Louis Tucker was not a person now but a burning corpse. The body no longer harbored a mind that the boy could saddle and ride and torment.

Where?

Joe turned to Nina — and felt a familiar icy pressure at the back of his neck, an insistent probing, not as sharp as it had been when he was almost caught on the threshold of the Delmann house, perhaps blunted now because the boy’s power was indeed diminishing here in the open. But the psychic syringe was not yet blunt enough to be ineffective. It still stung. It pierced.

Joe screamed.

The girl seized his hand.

The iciness tore out its fangs and flew from him, as though it were a bat taking wing.

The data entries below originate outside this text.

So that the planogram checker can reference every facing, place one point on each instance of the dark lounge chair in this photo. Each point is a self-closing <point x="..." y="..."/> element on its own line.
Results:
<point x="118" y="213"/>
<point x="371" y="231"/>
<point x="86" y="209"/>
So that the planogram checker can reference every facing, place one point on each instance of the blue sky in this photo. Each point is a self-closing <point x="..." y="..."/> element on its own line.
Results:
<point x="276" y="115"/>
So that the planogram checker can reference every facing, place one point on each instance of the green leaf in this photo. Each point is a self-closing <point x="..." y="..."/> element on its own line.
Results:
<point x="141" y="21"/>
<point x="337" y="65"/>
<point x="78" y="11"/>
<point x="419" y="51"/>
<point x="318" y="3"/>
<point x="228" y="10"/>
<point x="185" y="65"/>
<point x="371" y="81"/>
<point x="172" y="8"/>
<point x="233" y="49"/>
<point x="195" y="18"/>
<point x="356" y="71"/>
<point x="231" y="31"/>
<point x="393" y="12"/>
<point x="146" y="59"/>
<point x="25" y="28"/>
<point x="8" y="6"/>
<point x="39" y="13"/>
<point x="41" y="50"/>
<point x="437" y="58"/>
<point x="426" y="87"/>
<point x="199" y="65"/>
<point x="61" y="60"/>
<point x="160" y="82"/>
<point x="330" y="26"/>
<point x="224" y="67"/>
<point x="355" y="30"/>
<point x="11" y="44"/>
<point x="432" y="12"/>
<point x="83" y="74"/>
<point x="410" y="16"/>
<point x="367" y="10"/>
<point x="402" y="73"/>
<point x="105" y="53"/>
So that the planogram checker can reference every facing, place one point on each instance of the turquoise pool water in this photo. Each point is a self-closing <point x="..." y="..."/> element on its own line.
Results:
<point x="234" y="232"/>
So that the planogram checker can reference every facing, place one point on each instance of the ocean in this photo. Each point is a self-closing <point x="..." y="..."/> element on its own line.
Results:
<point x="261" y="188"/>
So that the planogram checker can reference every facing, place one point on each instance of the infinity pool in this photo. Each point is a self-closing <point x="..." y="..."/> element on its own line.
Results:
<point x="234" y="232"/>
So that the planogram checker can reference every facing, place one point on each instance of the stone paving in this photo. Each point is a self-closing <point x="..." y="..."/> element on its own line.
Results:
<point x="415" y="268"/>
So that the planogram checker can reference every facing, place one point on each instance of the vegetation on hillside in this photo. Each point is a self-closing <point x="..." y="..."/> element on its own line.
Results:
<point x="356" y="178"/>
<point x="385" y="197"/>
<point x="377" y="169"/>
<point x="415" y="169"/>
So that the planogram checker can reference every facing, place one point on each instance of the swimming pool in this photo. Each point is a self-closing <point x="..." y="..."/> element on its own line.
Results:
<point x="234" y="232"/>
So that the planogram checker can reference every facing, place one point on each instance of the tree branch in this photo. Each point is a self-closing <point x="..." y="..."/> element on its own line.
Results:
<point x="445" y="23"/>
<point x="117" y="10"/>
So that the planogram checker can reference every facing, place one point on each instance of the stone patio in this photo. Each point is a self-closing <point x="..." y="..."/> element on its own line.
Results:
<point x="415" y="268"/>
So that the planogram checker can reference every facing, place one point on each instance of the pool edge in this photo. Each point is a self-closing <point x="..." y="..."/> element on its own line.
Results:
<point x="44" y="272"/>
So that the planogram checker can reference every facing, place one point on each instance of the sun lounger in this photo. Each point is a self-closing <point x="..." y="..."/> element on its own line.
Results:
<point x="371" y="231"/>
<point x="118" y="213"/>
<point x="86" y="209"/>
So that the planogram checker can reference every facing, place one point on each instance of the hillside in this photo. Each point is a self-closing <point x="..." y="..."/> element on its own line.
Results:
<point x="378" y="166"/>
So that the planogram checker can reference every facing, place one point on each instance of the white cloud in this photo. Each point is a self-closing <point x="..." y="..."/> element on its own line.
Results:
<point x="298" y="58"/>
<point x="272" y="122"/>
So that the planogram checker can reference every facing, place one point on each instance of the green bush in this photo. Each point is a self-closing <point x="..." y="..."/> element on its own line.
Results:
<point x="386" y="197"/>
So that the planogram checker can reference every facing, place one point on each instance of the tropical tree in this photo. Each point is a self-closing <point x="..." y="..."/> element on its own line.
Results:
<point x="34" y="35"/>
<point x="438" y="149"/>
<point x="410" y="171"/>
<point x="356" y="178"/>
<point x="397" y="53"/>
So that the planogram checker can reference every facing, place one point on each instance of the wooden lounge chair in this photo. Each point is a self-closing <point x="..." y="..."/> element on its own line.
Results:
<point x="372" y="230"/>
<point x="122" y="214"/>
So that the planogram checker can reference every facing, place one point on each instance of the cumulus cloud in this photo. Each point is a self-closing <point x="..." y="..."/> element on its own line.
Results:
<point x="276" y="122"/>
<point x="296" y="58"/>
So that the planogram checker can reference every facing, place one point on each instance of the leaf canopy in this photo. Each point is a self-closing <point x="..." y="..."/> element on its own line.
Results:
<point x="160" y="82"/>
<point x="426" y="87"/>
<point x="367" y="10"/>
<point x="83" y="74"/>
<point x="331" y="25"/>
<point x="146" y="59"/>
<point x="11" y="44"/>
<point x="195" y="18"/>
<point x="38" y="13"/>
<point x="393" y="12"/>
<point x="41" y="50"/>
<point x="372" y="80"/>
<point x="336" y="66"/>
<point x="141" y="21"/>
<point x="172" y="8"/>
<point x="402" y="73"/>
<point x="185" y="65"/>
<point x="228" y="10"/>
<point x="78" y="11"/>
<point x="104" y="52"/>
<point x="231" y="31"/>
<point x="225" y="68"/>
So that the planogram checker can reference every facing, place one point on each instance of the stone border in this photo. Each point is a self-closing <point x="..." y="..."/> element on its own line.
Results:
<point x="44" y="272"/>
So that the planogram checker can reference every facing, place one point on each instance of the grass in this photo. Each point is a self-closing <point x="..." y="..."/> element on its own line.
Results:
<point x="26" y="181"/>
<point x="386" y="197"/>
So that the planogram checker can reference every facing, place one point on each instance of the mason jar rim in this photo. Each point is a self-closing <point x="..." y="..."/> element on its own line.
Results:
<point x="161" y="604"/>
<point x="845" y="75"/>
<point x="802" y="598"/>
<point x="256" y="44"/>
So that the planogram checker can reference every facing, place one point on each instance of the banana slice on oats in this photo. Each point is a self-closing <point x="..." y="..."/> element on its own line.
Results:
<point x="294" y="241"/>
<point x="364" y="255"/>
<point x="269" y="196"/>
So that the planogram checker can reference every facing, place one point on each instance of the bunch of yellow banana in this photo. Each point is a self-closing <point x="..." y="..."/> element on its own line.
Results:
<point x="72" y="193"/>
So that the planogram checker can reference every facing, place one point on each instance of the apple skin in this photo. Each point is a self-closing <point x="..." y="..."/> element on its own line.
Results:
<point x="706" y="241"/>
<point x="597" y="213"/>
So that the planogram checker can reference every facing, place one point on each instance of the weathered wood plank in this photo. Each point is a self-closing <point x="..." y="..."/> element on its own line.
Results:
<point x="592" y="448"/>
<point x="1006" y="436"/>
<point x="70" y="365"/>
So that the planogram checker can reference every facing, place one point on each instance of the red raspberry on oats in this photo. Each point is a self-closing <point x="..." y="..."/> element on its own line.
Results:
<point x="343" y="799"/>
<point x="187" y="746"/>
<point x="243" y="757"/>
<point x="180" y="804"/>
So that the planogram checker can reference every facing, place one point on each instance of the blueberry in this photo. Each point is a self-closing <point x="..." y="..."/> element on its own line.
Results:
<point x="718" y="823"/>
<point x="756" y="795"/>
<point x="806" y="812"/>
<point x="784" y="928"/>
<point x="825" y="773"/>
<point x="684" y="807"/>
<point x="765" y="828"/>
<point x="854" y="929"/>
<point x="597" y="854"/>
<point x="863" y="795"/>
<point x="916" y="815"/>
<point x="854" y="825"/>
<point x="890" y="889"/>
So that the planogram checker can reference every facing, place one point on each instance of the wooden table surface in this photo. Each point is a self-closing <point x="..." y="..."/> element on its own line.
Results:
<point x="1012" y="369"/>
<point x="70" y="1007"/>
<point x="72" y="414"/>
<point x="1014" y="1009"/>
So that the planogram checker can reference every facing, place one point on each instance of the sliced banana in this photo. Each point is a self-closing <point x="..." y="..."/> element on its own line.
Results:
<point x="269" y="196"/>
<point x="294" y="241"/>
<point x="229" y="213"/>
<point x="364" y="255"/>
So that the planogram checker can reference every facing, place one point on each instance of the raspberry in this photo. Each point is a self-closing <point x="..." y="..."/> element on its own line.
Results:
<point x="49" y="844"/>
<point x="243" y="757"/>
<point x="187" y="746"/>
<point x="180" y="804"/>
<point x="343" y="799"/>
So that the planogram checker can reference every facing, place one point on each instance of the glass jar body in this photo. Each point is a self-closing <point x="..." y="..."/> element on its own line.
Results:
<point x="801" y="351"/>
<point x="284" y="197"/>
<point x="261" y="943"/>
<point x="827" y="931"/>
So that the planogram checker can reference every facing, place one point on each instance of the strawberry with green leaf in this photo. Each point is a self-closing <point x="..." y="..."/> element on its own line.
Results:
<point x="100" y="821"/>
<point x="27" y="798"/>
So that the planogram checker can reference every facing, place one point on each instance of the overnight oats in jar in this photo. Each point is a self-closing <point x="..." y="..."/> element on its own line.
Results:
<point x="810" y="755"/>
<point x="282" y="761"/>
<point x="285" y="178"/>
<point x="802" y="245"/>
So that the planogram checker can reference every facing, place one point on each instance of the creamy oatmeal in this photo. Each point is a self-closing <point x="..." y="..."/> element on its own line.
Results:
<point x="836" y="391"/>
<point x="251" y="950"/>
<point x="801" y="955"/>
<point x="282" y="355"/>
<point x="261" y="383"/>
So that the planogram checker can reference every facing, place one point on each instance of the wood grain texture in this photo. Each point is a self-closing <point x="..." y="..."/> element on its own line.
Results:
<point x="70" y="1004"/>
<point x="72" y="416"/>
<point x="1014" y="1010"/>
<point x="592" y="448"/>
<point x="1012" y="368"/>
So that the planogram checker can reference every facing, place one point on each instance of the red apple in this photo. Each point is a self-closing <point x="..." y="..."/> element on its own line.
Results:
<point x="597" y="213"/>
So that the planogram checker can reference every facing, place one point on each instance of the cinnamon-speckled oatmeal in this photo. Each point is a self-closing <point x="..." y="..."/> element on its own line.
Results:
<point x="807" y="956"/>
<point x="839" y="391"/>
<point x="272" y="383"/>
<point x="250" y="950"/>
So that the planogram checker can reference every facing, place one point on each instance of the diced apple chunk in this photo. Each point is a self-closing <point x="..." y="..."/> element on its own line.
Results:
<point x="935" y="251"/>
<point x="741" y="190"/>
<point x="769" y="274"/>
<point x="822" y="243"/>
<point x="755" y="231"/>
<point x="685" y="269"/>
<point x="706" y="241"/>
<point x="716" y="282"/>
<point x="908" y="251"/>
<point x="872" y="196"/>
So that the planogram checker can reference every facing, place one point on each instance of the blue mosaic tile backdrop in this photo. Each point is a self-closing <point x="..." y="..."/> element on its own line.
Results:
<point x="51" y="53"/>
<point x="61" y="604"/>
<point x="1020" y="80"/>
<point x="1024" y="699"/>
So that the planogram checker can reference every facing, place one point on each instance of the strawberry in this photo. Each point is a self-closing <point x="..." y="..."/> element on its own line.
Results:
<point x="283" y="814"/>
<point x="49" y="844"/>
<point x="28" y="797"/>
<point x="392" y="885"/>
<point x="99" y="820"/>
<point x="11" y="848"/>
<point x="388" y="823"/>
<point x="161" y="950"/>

Reeling, Joe clamped a hand to the nape of his neck, certain that he would find his flesh ripped and bleeding, but he was not wounded. And his mind had not been violated, either.

Nina’s touch had saved him from possession.

With a banshee shriek, a hawk exploded out of the high branches of a tree and dive-bombed the girl, striking at her head, pecking at her scalp, wings flapping, beak click-click-clicking. She screamed and covered her face with her hands, and Joe batted at the assailant with one arm. The crazed bird swooped up and away, but it wasn’t an ordinary bird, of course, and it wasn’t merely crazed by the wind and the churning fire that swelled rapidly through the woods behind them.